Tomamos emprestadas as reflexões do filósofo sul coreano Byung-Chul Han sobre a sociedade do cansaço em que traz como característica atual do capitalismo não ser mais necessário um opressor externo, já que constrói dentro de cada um de nós o nosso próprio tirano que nos exige cada vez mais. Nos tempos atuais aprendemos que o indivíduo explora a si mesmo e a isso chama realização…
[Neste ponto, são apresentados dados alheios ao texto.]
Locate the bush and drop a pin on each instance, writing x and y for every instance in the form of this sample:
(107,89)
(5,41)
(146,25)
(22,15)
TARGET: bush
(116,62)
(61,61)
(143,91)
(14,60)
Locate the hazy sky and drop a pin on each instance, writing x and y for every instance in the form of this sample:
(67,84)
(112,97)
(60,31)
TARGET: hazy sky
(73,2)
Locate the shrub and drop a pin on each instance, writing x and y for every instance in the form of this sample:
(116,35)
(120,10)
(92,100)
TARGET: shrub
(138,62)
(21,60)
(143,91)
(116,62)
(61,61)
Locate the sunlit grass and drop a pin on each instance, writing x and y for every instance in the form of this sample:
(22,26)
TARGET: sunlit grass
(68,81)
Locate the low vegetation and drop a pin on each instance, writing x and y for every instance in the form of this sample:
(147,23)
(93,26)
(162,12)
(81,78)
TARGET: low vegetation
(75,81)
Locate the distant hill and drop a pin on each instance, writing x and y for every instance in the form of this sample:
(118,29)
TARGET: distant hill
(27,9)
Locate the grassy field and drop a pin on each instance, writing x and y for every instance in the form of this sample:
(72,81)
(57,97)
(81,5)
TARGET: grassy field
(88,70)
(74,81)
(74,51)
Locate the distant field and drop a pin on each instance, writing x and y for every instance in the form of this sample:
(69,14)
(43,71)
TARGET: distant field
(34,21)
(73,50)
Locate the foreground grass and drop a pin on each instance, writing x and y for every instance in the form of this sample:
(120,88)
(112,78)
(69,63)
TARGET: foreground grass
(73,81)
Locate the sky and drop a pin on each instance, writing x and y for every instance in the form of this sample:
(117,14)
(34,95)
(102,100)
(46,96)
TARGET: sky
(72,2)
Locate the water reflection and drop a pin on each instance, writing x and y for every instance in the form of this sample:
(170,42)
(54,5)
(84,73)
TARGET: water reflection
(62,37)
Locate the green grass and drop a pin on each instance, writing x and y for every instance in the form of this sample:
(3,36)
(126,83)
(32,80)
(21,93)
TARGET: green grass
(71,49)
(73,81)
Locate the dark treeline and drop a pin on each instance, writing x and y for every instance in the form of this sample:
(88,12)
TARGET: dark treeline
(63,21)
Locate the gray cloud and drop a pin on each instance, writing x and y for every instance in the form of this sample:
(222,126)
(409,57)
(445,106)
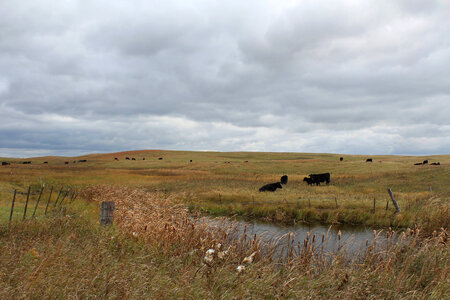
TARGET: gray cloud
(316,76)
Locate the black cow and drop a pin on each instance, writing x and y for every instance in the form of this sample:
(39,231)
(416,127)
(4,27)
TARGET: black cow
(271,187)
(318,178)
(308,180)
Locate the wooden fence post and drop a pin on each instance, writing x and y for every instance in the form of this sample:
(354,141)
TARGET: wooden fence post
(57,198)
(37,203)
(107,212)
(12,206)
(64,197)
(26,203)
(397,208)
(48,201)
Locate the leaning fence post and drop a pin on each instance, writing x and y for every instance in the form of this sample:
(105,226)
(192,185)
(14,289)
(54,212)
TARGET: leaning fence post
(397,208)
(12,206)
(107,212)
(26,203)
(37,203)
(57,198)
(48,201)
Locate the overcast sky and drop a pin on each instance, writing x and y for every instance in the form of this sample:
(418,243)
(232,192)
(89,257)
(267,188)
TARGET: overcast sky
(355,77)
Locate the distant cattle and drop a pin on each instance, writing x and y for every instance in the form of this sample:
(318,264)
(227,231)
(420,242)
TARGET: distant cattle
(271,187)
(308,180)
(318,178)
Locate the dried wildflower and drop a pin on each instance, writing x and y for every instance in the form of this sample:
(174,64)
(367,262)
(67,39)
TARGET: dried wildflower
(209,256)
(240,269)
A importância da vida cotidiana na produção do cuidado entre pessoas e coisas está na percepção de múltiplas questões específicas que circulam o espaço da vida social nos conteúdos históricos que carregam. O dia-a-dia é uma dimensão da vida social singular-específica que delimita tempos, interações e espaços, ou seja, um modo de vida cuja a produção de cuidado exerce efeitos e repercussões na vida das pessoas como uma ‘experiência humana’. Assim, o cuidado consiste em um modo de agir que é produzido como experiência singular delineada por aspectos políticos, sociais, históricos e culturais que se traduzem em práticas de espaço de acolhimento e escuta e na ação de pessoas sobre si e sobre os outros, daí o cuidado em ato resulta como prática do cuidar revestindo-se de novos sentidos que imprimem o domínio próprio sobre um conjunto de conhecimentos voltados para o ‘outro’. O entre é o lugar do cuidado que se faz no encontro e na presença.
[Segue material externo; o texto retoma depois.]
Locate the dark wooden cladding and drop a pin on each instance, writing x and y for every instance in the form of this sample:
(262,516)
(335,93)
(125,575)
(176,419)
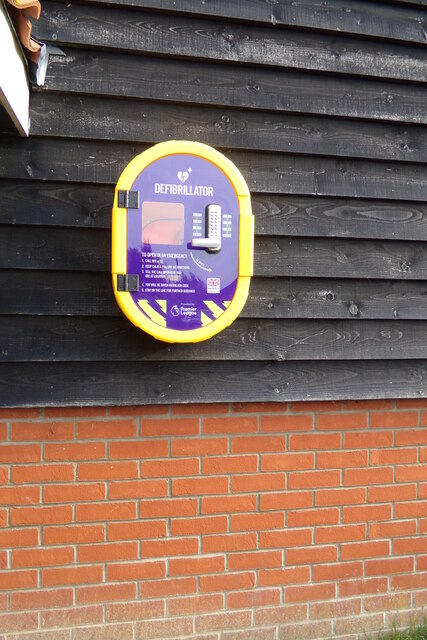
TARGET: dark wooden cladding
(358,17)
(41,339)
(321,105)
(162,34)
(86,206)
(94,383)
(54,248)
(54,116)
(244,87)
(56,293)
(75,249)
(102,162)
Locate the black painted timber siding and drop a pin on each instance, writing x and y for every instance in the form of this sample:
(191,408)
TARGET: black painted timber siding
(323,107)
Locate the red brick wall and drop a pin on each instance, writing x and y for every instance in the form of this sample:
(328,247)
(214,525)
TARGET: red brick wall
(215,522)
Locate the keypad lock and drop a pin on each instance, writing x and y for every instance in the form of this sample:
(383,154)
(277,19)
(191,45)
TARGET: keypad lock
(212,242)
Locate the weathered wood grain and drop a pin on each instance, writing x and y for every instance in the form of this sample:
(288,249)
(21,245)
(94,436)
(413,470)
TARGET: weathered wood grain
(320,257)
(55,115)
(103,162)
(81,250)
(81,205)
(116,74)
(178,36)
(62,384)
(56,293)
(63,339)
(358,17)
(55,248)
No trabalho voltado aos modos de construção do justo nos parece que o conceito de cuidar de si é mais atual do que nunca e neste sentido resistir, encontrar contornos e aprender a dizer “não”, relaciona-se com a capacidade de ser sujeito político, que podendo reconhecer-se parte de um sistema, sinta-se capaz de transforma-se, transformando-o.
Neste programa propomos uma série de ações que podem nos levar a aprender outros modos de escutar, falar, pensar, sentir e fazer… buscar o que se compõe com a nossa natureza e nos torna potentes.